Australia Considered 25 or 50 Basis-Point Interest-Rate Hike

Australia’s central bank considered two options for the size of its first interest-rate increase of 2023, minutes of its February meeting showed, eventually opting for a 25 basis-point adjustment while making a surprisingly hawkish policy shift.

(Bloomberg) — Australia’s central bank considered two options for the size of its first interest-rate increase of 2023, minutes of its February meeting showed, eventually opting for a 25 basis-point adjustment while making a surprisingly hawkish policy shift.

Board members deliberated over whether to resume hiking in half-percentage-point increments, minutes of the Feb.7 meeting showed Tuesday. Unlike in December, there was no consideration of pausing the tightening cycle.

The aggressive tone of the release sent three-year government bond yields up 6 basis points to a four-month high of 3.6% and boosted rate-hike bets. The RBA pointed to “more breadth and persistence” in inflation and a “very large” pool of household savings to underline the need for higher borrowing costs.

“Upcoming data will be important for the future path of interest rates,” said Belinda Allen, a senior economist at Commonwealth Bank of Australia. “ Tomorrow’s Q4 Wage Price Index is the immediate focus.” The median estimate is for wages to rise 3.5% — a level not seen since September 2012. 

A stronger wages number would vindicate the central bank’s hawkish turn. The minutes showed that among arguments for a half-point increase were a “pattern of incoming prices and wages data exceeding expectations, and a risk that high inflation would be persistent.” 

Catherine Birch, a senior economist at Australia & New Zealand Banking Group Ltd., also said the RBA struck a hawkish note.
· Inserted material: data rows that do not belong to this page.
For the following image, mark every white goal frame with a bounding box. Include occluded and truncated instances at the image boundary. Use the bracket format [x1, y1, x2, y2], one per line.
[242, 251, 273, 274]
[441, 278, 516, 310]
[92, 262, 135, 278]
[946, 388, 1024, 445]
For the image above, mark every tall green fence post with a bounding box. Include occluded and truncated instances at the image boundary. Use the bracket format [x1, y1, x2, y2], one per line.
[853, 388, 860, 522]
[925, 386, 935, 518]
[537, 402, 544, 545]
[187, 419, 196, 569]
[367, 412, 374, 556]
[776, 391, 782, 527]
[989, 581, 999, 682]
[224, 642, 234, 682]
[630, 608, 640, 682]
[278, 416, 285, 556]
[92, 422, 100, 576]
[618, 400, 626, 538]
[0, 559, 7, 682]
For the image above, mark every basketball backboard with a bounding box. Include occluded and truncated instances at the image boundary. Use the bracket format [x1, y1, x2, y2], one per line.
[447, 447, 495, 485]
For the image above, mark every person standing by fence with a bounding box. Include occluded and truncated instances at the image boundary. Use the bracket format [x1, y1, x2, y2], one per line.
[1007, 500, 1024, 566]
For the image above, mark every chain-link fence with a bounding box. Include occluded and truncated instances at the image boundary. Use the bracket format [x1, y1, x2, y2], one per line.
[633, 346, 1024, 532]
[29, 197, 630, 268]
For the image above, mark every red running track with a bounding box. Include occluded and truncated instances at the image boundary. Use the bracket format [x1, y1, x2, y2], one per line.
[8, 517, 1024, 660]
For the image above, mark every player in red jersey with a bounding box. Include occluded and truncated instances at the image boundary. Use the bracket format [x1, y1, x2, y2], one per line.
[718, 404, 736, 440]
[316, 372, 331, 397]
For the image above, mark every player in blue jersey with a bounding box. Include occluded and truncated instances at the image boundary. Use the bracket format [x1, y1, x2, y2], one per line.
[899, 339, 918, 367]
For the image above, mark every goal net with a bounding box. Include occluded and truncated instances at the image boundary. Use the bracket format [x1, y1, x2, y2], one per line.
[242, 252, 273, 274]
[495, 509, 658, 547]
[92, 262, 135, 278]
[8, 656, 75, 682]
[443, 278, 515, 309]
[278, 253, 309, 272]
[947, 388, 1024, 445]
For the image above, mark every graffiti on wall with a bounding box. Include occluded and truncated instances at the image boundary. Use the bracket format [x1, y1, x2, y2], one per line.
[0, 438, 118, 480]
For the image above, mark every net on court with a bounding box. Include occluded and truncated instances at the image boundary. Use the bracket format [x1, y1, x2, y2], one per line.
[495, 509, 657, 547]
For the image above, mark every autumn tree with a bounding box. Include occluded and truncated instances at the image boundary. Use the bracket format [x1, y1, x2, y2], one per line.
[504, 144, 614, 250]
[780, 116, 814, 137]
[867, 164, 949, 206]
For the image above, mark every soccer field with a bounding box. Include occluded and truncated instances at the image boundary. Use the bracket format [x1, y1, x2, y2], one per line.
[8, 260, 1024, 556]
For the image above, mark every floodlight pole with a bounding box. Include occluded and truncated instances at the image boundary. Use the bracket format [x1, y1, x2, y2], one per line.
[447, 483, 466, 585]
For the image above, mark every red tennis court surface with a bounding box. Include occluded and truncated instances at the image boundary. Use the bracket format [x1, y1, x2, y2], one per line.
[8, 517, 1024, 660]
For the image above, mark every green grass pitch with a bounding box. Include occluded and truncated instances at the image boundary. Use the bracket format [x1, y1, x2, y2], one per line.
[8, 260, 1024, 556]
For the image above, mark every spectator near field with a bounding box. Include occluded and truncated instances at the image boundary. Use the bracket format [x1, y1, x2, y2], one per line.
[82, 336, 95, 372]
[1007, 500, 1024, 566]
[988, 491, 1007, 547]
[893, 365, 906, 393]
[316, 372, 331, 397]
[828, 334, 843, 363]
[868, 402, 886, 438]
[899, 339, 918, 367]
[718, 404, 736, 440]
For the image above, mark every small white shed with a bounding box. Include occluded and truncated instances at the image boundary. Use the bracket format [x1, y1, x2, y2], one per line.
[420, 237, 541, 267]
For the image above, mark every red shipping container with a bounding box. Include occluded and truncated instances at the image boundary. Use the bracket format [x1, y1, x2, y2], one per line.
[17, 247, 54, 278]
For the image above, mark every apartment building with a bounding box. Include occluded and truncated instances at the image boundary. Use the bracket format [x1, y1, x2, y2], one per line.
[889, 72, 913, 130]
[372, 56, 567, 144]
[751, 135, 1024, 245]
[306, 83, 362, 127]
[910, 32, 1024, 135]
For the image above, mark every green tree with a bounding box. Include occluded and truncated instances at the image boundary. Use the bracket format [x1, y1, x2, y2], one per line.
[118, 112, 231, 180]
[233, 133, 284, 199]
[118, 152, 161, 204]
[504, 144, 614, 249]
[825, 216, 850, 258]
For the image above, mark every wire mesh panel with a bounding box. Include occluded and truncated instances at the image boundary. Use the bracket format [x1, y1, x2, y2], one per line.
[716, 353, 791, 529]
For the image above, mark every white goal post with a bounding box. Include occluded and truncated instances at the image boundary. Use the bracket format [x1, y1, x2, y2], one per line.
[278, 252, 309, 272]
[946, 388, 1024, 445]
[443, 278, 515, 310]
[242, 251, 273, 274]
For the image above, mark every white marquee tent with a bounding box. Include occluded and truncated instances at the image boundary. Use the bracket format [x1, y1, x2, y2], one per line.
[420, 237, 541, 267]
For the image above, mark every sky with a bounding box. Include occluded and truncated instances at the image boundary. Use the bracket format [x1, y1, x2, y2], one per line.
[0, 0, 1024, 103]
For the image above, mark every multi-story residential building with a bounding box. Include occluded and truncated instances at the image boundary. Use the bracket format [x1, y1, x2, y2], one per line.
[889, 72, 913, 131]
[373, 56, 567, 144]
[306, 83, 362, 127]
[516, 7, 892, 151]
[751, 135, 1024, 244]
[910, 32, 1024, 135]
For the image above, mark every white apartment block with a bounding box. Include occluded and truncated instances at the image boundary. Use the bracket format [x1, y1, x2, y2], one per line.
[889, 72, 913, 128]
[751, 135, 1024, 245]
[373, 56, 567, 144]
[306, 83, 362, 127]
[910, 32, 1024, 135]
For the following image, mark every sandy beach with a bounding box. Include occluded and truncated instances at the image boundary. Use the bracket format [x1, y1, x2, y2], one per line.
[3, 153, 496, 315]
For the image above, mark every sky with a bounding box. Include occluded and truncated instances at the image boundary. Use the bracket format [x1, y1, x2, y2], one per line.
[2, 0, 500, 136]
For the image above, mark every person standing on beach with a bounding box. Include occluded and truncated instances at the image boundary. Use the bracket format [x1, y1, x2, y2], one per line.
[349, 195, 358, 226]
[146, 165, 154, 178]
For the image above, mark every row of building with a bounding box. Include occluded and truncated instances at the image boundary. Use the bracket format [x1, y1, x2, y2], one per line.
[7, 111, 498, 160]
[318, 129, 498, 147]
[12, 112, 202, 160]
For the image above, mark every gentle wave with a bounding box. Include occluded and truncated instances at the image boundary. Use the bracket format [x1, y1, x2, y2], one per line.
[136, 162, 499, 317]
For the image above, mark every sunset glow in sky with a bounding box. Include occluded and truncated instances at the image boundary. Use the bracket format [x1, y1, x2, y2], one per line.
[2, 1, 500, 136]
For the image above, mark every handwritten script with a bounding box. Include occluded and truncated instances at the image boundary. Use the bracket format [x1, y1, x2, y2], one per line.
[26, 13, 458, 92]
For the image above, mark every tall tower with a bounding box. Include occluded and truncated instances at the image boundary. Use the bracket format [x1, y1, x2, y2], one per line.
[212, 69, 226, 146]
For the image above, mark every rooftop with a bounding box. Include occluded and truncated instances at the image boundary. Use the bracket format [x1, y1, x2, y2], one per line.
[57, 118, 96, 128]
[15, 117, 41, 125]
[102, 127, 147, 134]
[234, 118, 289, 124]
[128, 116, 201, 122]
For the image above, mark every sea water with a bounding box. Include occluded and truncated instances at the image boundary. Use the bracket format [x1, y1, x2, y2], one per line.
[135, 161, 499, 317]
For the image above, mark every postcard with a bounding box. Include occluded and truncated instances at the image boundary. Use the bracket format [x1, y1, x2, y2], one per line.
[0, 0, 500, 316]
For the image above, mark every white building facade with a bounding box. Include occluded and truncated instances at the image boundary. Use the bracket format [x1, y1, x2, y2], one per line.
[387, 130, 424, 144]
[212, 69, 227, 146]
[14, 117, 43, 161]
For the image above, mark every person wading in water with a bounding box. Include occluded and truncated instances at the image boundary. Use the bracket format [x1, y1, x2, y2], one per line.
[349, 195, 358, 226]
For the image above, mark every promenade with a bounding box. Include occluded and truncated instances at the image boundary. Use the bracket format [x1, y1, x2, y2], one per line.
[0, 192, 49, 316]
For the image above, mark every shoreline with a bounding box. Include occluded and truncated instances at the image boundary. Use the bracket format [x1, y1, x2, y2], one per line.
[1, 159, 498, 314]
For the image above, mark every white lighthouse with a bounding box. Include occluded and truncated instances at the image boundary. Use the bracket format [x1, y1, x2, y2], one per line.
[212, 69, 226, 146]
“Some of the concern around the upside risk to inflation really came through strongly,” she said. “From the RBA’s perspective, it would potentially be a harder situation to deal with if inflation was stickier and we don’t get the disinflation that we need to see.”

The RBA ultimately leaned in favor of a quarter-point move to 3.35% two weeks ago, citing uncertainty around the outlook, expectations that inflation had peaked, and the fact real incomes are falling. The rate-setting board also highlighted that its monthly gatherings provided frequent opportunities to assess the economy and adjust policy if needed.

Australia has lagged international counterparts in the scale of its rate increases, having hiked by 3.25 points since May, versus 4 in New Zealand and 4.5 in the US. The RBA’s slower pace reflects Governor Philip Lowe’s efforts to bring the economy in for a soft landing.

Money markets now imply a peak cash rate of 4.25% by August as core inflation remains well above the RBA’s 2-3% target and is expected to hit the top of that band only by end-2024. The central bank doesn’t provide its own forecast for the cash rate.

The RBA’s tightening has created a political problem for Prime Minister Anthony Albanese as he tries to persuade a heavily indebted electorate grappling with rising living costs that the pain of higher rates is necessary to avoid the worse outcome of entrenched inflation.

The government will release its budget in May, which is likely to have some targeted cost relief measures, although Treasurer Jim Chalmers has said it will keep a tight leash on fiscal spending.